À margem do "entretenimento do aparato" que une a maioria dos que se cruzam com o Presidente da República em Portugal, sobressaem os protestos de quem atrasa rotinas à reboque de ruas cortadas e outros constrangimentos de segurança.

"Logo vi que havia palhaçada", dispara o reformado António, à passagem dos cavaleiros da Guarda Nacional Republicana, em Belém. "Como é não vamos andar revoltados? Estou aqui há mais de uma hora à espera do autocarro porque estes malandros cortaram tudo", protesta, sentado numa das paragens que integram o perímetro de acesso às cerimónias de Estado.

"Ai é o Presidente de Angola que vai ali? Então é graxa", diz o octagenário, depressa transportado para as mágoas coloniais.

"Se não fosse o Mário Soares a estragar tudo...ainda hoje estava em Angola. Vivi lá 20 anos", recorda, enquanto despeja insultos contra o já falecido ex-Chefe de Estado português.

Os ataques ao antigo Presidente luso, irreproduzíveis, saltam ao ouvido de Adelino de Sousa e Francisco Cunha, que saem em defesa da memória de Mário Soares.

"Fez asneiras como todos fazem mas foi um grande Presidente português, um verdadeiro homem da democracia", salienta Adelino, para depois passar a palavra ao amigo Francisco, coronel das Forças Armadas que combateu em Angola.

"Estive lá de 1967 a 1969, mas como as memórias de guerra nunca são boas, esse é um passado que está enterrado", aponta.

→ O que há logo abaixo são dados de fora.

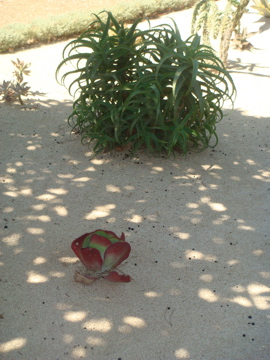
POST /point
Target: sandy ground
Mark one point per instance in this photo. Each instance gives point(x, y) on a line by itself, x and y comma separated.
point(198, 227)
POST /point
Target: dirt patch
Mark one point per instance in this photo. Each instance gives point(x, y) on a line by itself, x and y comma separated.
point(25, 11)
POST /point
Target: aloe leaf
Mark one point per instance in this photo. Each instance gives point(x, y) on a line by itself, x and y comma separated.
point(115, 254)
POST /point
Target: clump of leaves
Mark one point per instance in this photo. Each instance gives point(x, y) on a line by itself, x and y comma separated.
point(240, 41)
point(262, 6)
point(144, 88)
point(101, 251)
point(15, 89)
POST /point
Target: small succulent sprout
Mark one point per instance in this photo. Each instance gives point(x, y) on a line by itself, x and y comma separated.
point(101, 251)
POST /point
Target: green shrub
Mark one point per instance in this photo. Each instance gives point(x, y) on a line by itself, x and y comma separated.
point(144, 88)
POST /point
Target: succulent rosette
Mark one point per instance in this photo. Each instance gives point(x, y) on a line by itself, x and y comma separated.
point(101, 251)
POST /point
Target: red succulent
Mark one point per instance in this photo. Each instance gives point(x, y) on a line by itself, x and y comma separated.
point(101, 251)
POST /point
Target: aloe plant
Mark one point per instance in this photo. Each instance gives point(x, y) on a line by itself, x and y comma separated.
point(12, 90)
point(144, 88)
point(262, 6)
point(101, 251)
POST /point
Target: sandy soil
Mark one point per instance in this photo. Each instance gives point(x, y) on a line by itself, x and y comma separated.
point(198, 228)
point(24, 11)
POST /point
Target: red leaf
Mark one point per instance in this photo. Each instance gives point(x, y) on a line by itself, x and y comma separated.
point(100, 243)
point(115, 277)
point(92, 259)
point(115, 254)
point(76, 245)
point(89, 257)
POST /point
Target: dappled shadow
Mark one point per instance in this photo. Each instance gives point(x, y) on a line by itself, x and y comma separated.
point(197, 227)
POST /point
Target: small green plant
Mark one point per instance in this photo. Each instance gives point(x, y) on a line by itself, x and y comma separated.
point(240, 41)
point(13, 90)
point(262, 6)
point(144, 88)
point(215, 24)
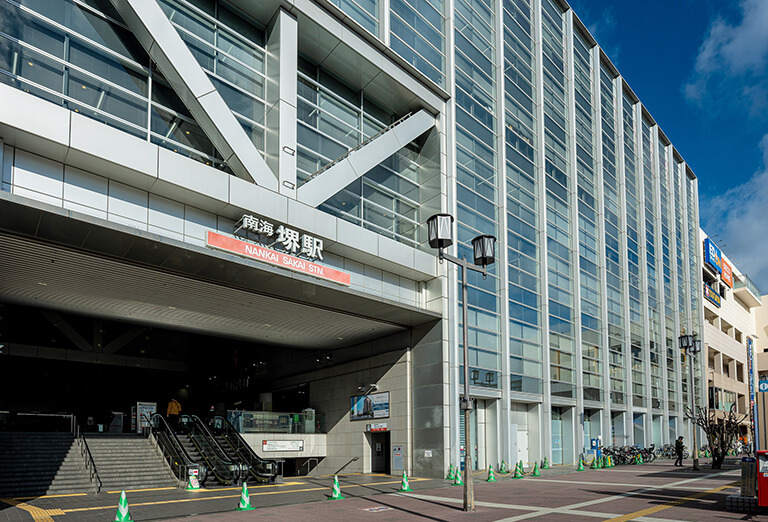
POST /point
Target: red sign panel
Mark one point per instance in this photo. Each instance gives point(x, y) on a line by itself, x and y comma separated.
point(727, 274)
point(267, 255)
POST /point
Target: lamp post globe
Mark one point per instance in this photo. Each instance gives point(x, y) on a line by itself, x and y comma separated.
point(440, 231)
point(484, 249)
point(440, 235)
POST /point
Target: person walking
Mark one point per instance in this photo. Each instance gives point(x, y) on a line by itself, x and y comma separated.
point(679, 451)
point(173, 413)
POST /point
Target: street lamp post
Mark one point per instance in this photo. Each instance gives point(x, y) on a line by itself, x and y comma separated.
point(692, 346)
point(440, 229)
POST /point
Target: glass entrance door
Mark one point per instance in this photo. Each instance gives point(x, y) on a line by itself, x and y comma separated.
point(557, 435)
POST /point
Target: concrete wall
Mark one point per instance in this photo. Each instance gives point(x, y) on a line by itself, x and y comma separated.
point(412, 360)
point(761, 328)
point(95, 194)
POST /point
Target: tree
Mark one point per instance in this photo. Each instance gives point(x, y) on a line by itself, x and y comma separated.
point(721, 433)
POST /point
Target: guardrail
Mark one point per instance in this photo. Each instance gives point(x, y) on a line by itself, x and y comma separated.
point(85, 453)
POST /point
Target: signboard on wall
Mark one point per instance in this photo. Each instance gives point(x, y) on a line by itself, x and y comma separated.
point(727, 274)
point(712, 255)
point(282, 445)
point(374, 406)
point(753, 418)
point(711, 295)
point(267, 255)
point(144, 411)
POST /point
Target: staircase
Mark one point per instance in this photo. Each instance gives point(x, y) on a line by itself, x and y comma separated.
point(34, 464)
point(128, 462)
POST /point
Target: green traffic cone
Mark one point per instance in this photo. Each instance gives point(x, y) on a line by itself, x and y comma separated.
point(335, 490)
point(245, 500)
point(123, 514)
point(193, 484)
point(404, 484)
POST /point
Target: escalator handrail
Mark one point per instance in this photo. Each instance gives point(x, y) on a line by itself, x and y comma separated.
point(212, 440)
point(177, 448)
point(237, 469)
point(242, 445)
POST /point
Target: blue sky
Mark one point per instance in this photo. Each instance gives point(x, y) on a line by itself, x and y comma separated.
point(700, 67)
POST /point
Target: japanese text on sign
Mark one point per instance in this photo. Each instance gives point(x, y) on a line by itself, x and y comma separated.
point(290, 240)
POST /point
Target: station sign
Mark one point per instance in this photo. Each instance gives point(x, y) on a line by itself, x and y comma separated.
point(727, 275)
point(712, 255)
point(239, 247)
point(373, 406)
point(711, 295)
point(287, 239)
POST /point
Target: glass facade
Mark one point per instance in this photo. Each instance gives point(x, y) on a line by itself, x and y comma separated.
point(540, 142)
point(333, 118)
point(522, 187)
point(477, 192)
point(80, 55)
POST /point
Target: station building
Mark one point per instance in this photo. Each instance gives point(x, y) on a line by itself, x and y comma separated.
point(225, 201)
point(731, 308)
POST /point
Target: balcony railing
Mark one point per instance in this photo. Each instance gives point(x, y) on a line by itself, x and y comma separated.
point(752, 287)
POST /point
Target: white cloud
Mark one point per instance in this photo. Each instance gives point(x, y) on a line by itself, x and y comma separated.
point(739, 217)
point(732, 64)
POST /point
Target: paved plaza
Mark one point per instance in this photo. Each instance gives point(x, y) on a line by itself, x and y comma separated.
point(653, 492)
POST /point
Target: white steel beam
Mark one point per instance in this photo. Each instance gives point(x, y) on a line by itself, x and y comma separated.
point(174, 59)
point(318, 189)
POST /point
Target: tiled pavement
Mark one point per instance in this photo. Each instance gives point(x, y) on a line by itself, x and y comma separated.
point(654, 492)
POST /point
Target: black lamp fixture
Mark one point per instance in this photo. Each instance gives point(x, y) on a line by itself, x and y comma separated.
point(691, 346)
point(440, 229)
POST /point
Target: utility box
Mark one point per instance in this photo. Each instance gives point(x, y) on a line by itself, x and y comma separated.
point(762, 477)
point(309, 420)
point(748, 477)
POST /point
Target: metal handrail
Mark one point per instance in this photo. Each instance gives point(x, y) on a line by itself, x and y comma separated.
point(353, 459)
point(357, 147)
point(259, 467)
point(173, 452)
point(213, 455)
point(307, 462)
point(85, 453)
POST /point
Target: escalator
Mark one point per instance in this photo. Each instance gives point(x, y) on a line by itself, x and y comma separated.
point(179, 460)
point(201, 446)
point(233, 444)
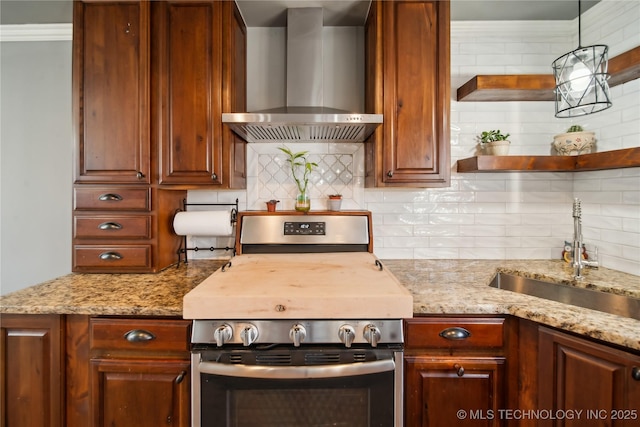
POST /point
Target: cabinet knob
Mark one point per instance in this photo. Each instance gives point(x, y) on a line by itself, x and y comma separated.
point(459, 369)
point(109, 197)
point(110, 226)
point(139, 335)
point(180, 377)
point(107, 256)
point(455, 333)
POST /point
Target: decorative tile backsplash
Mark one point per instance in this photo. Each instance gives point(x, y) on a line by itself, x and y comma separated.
point(339, 171)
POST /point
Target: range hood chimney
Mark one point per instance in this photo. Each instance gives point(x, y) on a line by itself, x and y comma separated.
point(304, 119)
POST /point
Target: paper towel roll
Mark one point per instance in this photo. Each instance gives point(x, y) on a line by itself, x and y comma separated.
point(203, 223)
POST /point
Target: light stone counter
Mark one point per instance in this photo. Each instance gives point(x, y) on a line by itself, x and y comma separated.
point(438, 287)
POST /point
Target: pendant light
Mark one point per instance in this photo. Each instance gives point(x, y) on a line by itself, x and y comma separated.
point(581, 79)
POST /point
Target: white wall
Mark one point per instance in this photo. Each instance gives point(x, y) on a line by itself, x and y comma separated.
point(36, 161)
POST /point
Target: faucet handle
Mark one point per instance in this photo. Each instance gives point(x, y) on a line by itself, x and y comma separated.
point(593, 261)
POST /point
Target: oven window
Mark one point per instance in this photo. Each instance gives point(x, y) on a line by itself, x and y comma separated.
point(362, 401)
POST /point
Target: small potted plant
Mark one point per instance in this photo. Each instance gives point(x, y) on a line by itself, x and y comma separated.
point(494, 142)
point(575, 141)
point(271, 205)
point(299, 161)
point(335, 202)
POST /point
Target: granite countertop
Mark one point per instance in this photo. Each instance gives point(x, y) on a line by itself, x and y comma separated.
point(438, 287)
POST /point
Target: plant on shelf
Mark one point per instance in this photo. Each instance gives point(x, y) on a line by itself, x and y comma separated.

Com a narrativa voltada para o futuro, Francisco Cunha acredita que João Lourenço devolve a esperança de uma Angola melhor, sentimento partilhado por Adelino Cunha.

"Criaram-se muitos defeitos com o anterior Presidente por isso é tão importante renovar. Acredito que agora o país vai dar esse passo em frente", confia, lembrando o impacto da mudança para as relações bilaterais.

"Temos a beneficiar a muitos níveis, nomeadamente comercial porque temos muitas relações de negócio com Angola. Exportamos muito para Angola e já importamos alguma coisa. Ao mesmo tempo, também há muitos angolanos cá a viver, por isso estamos muito ligados".

A proximidade luso-angolana ressalta igualmente da conversa com José Figueiredo, um dos portugueses que pararam para assistir à recepção oferecida pela presidência lusa a João Lourenço.

"Espero que esta visita seja um virar de página nas relações ultrapassando-se alguns empecilhos...os irritantes como nos acostumámos a ouvir".